Jade’s head snapped up immediately. “You heard what about _what_?” she asked, eyes wide as she balanced bags of dog food in her arms.

“Are you and Karkat going out now?”

“Well, yeah, but how did…?” Jade shook her head. “I should have expected that everyone would know in an hour. Who told you?”

“Karkat.”

“He did?! What the fuck!” Jade exclaimed. She dropped the dog food and stormed off down the hall. “Karkat, why are you--oh my _god_ , why is half the mall here?”

John made it back to the safety of Prankster’s Gambit, where it was always dead silent except for the gentle bubbling of the fountain outside. Yeah, that was something he definitely wanted to avoid with the whole Dave situation. Jeez. What was everybody’s deal here?

Despite a staunch determination to avoid drama, John couldn’t help the fact that he still wanted to kiss Dave pretty badly. This playing it safe thing wasn’t going to be fun.

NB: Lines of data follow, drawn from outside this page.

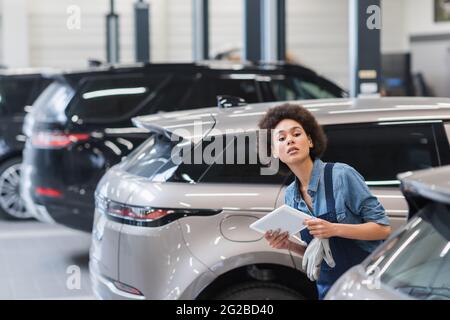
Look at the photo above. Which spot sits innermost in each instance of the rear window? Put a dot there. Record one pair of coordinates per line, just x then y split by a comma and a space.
380, 152
417, 261
18, 92
220, 159
51, 105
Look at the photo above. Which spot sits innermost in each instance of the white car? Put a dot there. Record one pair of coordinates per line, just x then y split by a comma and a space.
415, 262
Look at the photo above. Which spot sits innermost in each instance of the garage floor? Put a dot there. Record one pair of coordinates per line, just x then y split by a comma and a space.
38, 261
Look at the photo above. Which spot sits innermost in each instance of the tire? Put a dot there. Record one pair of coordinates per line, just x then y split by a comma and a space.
11, 204
258, 290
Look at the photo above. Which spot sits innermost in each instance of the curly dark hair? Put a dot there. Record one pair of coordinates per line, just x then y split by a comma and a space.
300, 114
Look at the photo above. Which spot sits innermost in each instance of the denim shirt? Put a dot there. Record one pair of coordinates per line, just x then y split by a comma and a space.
355, 204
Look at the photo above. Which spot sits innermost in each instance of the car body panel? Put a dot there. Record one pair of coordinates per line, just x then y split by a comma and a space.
220, 243
424, 189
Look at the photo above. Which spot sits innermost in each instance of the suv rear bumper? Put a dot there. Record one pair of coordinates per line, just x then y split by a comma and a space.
39, 212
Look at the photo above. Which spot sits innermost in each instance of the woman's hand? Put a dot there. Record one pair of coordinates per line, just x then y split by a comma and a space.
277, 239
321, 229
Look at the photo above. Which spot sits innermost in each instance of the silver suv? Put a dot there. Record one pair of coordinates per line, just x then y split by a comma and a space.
170, 230
415, 262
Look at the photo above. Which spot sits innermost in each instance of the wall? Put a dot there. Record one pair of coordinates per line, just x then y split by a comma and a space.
317, 31
394, 37
420, 18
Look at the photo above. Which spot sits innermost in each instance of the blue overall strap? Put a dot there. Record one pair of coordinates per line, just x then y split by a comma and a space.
328, 176
329, 196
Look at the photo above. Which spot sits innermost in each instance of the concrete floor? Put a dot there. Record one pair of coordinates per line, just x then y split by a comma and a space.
41, 261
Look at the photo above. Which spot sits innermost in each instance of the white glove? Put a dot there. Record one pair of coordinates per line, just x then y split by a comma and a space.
317, 250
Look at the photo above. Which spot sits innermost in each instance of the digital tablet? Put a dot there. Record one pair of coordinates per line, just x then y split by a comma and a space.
284, 218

He sighed heavily and slouched over the register. Life was hard. No one understood. No one.

**Notes for the Chapter:**

> well i've gone back to school and, predictably, writing time is scarce so idk how long it'll be til i get to the next chapter. especially considering writer's block has been fucking murdering me in relation to this fic lately. sighs.  
> i like this chapter though. fun fact, i said that no other chapter was gonna be as long as ch2 but this one basically is. hooray! i think?